# Sketchup Dust Control



## noddy67 (26 Feb 2007)

I just wondered whether anyone had used sketchup to plan their dust control in there shop and might have any pics they could post.
Many thanks


----------



## SketchUp Guru (26 Feb 2007)

I haven't used it for that but it could certainly be done. You should get a plugin called Pipe along a path. That'll make your life a lot easier. You can draw the centerline of your pipe and let SU do the rest. You'll still have to figure out the fitting but that part isn't too bad either.

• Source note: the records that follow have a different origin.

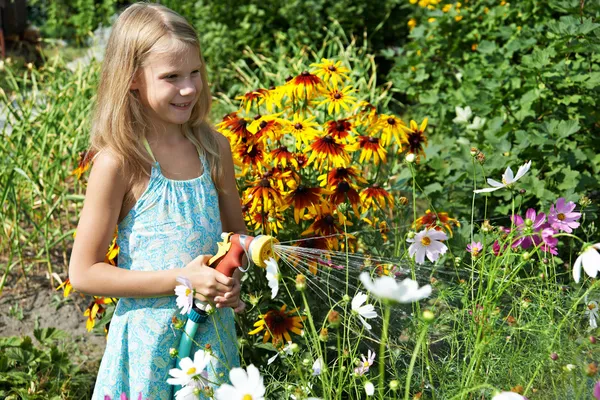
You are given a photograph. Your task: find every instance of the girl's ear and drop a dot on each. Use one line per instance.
(135, 83)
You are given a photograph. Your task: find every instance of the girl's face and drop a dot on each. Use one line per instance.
(169, 85)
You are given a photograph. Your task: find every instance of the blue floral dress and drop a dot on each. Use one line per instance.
(172, 223)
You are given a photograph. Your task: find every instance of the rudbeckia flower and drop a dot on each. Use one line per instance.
(245, 385)
(416, 139)
(371, 147)
(336, 99)
(330, 71)
(304, 86)
(507, 179)
(427, 243)
(375, 194)
(327, 151)
(278, 323)
(589, 259)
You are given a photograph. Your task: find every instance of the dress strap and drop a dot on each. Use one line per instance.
(147, 146)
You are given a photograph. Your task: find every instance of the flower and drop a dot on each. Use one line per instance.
(366, 363)
(437, 221)
(317, 366)
(477, 124)
(509, 396)
(245, 385)
(185, 294)
(592, 313)
(272, 276)
(330, 71)
(463, 115)
(278, 323)
(287, 350)
(336, 99)
(589, 259)
(386, 287)
(475, 248)
(191, 371)
(562, 217)
(507, 178)
(363, 311)
(426, 243)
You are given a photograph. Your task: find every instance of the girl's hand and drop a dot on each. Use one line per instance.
(208, 282)
(232, 298)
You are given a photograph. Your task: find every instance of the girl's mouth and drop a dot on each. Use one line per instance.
(182, 106)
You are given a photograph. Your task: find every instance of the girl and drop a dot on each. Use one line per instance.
(166, 177)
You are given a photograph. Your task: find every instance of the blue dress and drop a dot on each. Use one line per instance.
(172, 223)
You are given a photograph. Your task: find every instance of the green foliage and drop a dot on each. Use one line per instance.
(71, 19)
(46, 370)
(531, 69)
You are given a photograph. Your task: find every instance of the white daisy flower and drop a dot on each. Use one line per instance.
(191, 371)
(185, 294)
(427, 243)
(590, 260)
(363, 311)
(463, 115)
(507, 178)
(246, 384)
(388, 288)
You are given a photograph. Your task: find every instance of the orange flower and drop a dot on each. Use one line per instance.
(262, 193)
(251, 153)
(85, 159)
(235, 128)
(340, 130)
(304, 198)
(416, 138)
(282, 156)
(392, 126)
(437, 221)
(375, 194)
(371, 147)
(277, 325)
(341, 174)
(96, 309)
(257, 96)
(345, 190)
(327, 151)
(304, 86)
(328, 222)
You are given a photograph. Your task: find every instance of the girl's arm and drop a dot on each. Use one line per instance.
(89, 273)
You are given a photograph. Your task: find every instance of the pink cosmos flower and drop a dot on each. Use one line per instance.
(475, 248)
(562, 217)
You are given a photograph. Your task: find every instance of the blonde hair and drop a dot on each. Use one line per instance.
(119, 122)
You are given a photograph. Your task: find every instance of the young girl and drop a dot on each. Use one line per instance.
(166, 177)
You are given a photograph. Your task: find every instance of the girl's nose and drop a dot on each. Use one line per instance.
(188, 88)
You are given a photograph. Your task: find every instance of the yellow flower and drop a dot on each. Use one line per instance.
(304, 130)
(278, 324)
(331, 72)
(336, 99)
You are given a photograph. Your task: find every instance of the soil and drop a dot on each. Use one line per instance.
(25, 304)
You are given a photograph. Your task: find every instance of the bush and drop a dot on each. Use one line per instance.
(530, 73)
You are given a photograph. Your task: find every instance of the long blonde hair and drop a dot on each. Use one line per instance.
(119, 122)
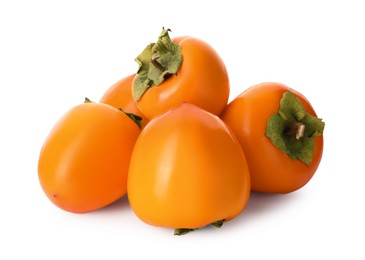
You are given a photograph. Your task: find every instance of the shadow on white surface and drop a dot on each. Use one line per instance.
(260, 206)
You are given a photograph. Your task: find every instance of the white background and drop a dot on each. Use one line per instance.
(54, 53)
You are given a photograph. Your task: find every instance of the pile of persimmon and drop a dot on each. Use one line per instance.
(167, 138)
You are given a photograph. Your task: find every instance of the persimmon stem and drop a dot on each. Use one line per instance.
(299, 133)
(296, 130)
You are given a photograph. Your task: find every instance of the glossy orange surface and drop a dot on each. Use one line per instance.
(271, 170)
(187, 171)
(119, 95)
(83, 163)
(202, 80)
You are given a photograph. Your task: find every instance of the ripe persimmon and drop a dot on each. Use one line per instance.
(185, 69)
(280, 133)
(187, 171)
(83, 163)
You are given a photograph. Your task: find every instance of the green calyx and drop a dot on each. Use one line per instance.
(136, 119)
(156, 63)
(183, 231)
(292, 130)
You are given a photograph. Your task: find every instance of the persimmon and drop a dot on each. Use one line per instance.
(187, 171)
(280, 133)
(185, 69)
(83, 163)
(119, 95)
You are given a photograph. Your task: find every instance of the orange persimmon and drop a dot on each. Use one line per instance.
(185, 69)
(280, 134)
(187, 171)
(84, 161)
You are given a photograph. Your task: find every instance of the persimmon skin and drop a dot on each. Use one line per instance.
(187, 171)
(202, 80)
(119, 95)
(271, 170)
(83, 163)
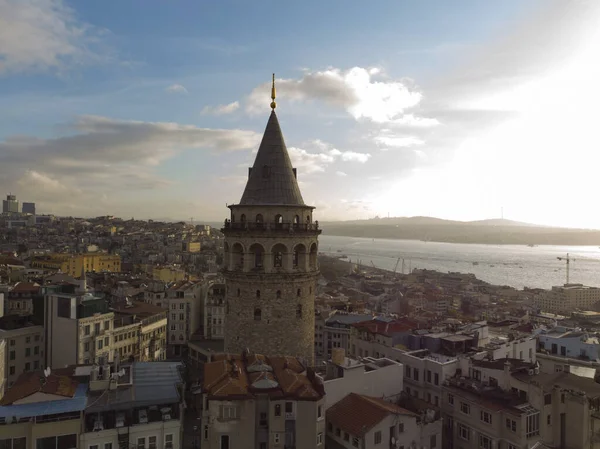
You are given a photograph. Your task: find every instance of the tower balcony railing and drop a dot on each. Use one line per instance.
(288, 227)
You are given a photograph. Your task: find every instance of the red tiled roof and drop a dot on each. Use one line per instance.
(357, 414)
(240, 377)
(33, 382)
(386, 328)
(25, 287)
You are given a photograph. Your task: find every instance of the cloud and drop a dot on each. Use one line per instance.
(321, 156)
(176, 88)
(356, 90)
(221, 109)
(398, 141)
(38, 35)
(102, 154)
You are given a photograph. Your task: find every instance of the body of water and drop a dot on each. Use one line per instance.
(515, 265)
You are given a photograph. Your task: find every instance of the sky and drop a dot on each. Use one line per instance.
(155, 109)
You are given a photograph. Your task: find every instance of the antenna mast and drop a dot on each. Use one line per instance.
(568, 261)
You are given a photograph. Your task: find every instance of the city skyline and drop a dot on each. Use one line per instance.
(452, 111)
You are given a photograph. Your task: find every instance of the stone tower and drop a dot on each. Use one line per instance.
(270, 258)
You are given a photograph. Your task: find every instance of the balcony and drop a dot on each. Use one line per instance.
(285, 227)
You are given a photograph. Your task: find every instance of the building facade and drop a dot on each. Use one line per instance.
(251, 401)
(270, 255)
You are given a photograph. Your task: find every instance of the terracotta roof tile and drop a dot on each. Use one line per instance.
(244, 376)
(357, 414)
(33, 382)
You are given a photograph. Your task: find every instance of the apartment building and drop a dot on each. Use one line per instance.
(185, 303)
(74, 264)
(42, 411)
(95, 407)
(333, 331)
(138, 405)
(24, 347)
(568, 298)
(510, 404)
(19, 298)
(366, 422)
(252, 401)
(371, 377)
(139, 331)
(570, 343)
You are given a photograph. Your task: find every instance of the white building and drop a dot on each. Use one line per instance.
(138, 405)
(366, 422)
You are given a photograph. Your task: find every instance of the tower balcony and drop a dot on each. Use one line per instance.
(281, 227)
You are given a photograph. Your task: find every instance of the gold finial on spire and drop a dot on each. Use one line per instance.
(273, 104)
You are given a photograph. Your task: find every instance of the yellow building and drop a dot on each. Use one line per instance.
(72, 264)
(167, 274)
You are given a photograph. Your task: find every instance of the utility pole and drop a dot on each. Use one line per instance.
(568, 261)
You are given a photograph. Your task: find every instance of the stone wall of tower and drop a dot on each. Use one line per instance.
(271, 271)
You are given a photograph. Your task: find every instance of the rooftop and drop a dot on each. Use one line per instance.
(357, 414)
(247, 375)
(272, 180)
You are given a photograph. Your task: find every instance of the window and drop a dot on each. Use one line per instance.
(486, 417)
(485, 442)
(13, 443)
(377, 437)
(463, 432)
(511, 424)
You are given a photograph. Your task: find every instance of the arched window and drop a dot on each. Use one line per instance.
(278, 252)
(278, 221)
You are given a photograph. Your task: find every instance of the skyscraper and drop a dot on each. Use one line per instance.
(271, 264)
(10, 204)
(28, 208)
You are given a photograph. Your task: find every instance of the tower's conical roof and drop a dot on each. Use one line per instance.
(272, 180)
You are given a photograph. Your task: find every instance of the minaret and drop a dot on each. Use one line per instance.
(271, 269)
(83, 280)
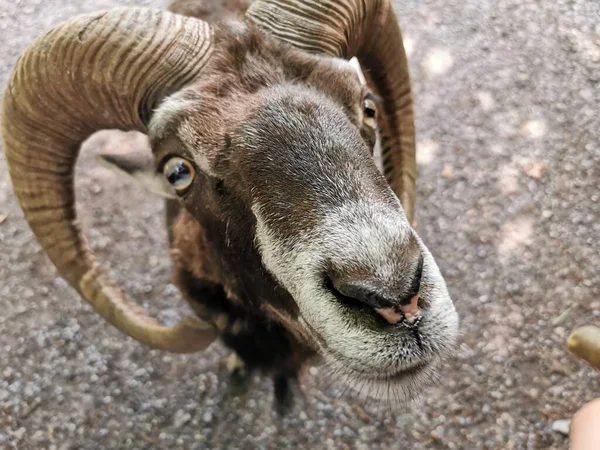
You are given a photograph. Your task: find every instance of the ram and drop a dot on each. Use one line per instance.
(287, 240)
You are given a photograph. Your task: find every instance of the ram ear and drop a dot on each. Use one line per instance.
(137, 162)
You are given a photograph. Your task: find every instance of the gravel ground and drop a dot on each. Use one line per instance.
(507, 95)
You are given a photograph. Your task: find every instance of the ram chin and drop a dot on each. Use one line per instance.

Get it here. Save it in the Plugins folder.
http://www.crai.archi.fr/RubyLibraryDep ... ongPath.rb


----------



## SketchUp Guru (26 Feb 2007)

Here's a quickie to give you an idea of what the Pipe along a path script can do.


----------



## noddy67 (26 Feb 2007)

Thanks Dave. Looks just what I need. Apologies for my ignorance but I went to that link and saw the page of code but couldn't find a downlaod buttton. Do I need to cut and paste the actual code or am I missing something.
Thanks for your prompt help once again


----------



## SketchUp Guru (26 Feb 2007)

Right click on the link and choose Save Target as... Save it in the Plugins folder and make sure it has the rb extension. Open SU and look for the script under Plugins. Draw a path, select it, open the script, fill in the blanks and click OK.

More questions? I'll be heading for the bus now but I should be able to check in from home in about an hour or so.


----------



## noddy67 (27 Feb 2007)

Dave thanks for you help. Downloaded and installed, and works great.


----------



## SketchUp Guru (27 Feb 2007)

Good to hear. By the way, when drawing the path for the pipe, keep arcs to no more than 6 segments. The fewer the better. Also, when drawing the pipe with the script, change the segment count to no more than 12. If you leave them at their default settings, your segment and face counts will be huge. They'll get large anyway.

One thing you might conside doing to help control file size is make common pieces as components. Copy them as needed with Ctrl+Move to place them as needed. You could make standard elbows and wyes as needed. Straight runs can be as long as needed.

Also, don't bother with painting the pipes with colors or textures as that will also bloat the file size with little or no benefit.


----------